BROTHERS

Eugene sebenarnya sudah berada di depan sekolah Yoel sedari tadi. Usai membaca pesan yang dikirimkan Axel, Eugene pun langsung menuju ke sekolah adiknya itu tapi yang terjadi adalah kesalahpahaman yang membuat keduanya berdebat. Eugene pun mengalah, kalaupun ia menghampiri adiknya ke UKS sekolah, pasti akan lebih ribut lagi apalagi ini di lingkungan sekolah. Tidak ingin menambah keruh keadaan, akhirnya Eugene pulang.

Sesampainya di rumah pun sedang tidak ada siapapun, kedua orang tua mereka masih bekerja dan Michelle, adik Eugene dan Yoel masih harus les dan kemungkinan kembali lagi ke rumah menjelang sore nanti. Akhirnya Eugene pun berjalan ke dapur, membuka kulkas mencari air dingin untuk ia minum. Tapi, saat membuka kulkas, ia melihat sebuah cup kopi, ia mengambilnya. Tepat di cup itu tertulis “Buat Ko Eugene, semangat begadang” tangan Eugene sedikit gemetar saat membaca tulisan itu. Ia langsung menaruh cup kopi itu di atas meja makan dan ia duduk di kursi yang ada di sana.

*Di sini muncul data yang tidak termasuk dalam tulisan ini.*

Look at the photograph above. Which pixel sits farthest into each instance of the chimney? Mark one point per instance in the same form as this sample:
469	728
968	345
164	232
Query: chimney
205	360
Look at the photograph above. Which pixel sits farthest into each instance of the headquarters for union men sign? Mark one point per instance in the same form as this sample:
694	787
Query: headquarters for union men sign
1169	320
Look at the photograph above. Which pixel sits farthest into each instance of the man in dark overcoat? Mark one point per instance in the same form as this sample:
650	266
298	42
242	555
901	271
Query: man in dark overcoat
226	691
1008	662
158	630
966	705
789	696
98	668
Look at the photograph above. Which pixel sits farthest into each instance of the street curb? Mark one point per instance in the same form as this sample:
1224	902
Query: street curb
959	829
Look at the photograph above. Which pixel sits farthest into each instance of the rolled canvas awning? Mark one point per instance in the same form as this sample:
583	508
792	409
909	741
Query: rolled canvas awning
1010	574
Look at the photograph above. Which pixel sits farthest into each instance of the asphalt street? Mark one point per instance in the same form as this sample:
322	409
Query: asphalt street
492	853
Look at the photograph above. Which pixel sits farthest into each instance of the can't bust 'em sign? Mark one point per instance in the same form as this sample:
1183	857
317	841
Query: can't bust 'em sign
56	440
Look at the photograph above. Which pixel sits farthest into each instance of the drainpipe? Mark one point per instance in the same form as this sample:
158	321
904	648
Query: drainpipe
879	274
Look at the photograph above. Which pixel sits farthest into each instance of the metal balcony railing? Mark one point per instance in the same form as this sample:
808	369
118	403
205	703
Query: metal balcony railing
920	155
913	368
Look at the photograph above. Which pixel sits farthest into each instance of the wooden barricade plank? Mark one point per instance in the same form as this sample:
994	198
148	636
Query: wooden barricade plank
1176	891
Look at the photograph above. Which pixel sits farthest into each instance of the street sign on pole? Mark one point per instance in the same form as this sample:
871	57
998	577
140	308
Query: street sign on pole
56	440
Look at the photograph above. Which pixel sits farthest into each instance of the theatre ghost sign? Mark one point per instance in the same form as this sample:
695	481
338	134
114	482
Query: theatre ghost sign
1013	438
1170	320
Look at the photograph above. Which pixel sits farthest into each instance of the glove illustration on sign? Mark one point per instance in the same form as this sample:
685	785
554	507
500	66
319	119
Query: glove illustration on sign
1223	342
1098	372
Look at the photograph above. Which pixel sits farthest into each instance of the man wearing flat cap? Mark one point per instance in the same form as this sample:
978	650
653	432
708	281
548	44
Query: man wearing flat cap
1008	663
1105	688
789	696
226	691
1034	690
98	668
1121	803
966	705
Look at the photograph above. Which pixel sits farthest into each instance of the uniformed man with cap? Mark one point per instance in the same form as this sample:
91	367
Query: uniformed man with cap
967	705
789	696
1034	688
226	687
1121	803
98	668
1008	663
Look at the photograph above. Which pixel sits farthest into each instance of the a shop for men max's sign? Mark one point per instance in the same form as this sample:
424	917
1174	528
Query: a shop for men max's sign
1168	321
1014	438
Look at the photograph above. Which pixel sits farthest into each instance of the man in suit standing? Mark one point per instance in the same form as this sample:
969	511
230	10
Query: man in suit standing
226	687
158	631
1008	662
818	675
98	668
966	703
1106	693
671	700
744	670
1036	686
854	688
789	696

Eugene memijit keningnya dengan jarinya sendiri, sungguh ia merasa bersalah terhadap Yoel. Eugene juga teringat tadi ia sempat mengirim kata-kata kasar kepada adiknya itu. Sungguh, Eugene terbakar emosi tadi dan sekarang ia menyesal. Setengah mati Eugene memikirkan dengan cara apa ia harus meminta maaf kepada adiknya itu. Belum sempat menemukan cara, ia melihat Axel dan Yoel yang datang. Yoel berboncengan dengan Axel dan saat turun dari motor hendak memasuki rumah pun Yoel masih harus dituntun. Maka Eugene pun cepat-cepat menghampiri Yoel dan Axel.

“Axel, makasih ya udah anterin Yoel.” Eugene yang kini berdiri di ambang pintu rumah membuat Axel tersenyum dan mengangguk.

“Iya ko, sama-sama. Kalau gitu gue pamit ya, Ko.” Axel tidak lupa menunjukkan sopan santunnya sebagai sahabat Yoel dengan memberi salam dan berpamitan kepada Eugene.

“Yo! Hati-hati, nggak usah ngebut!” kata Eugene.

“Makasih, bray!” kata Yoel juga sambil mengacungkan jempol kepada Axel yang sedang memakai helmnya. Axel mengangguk dan tersenyum sebelum melajukan motornya dari sana.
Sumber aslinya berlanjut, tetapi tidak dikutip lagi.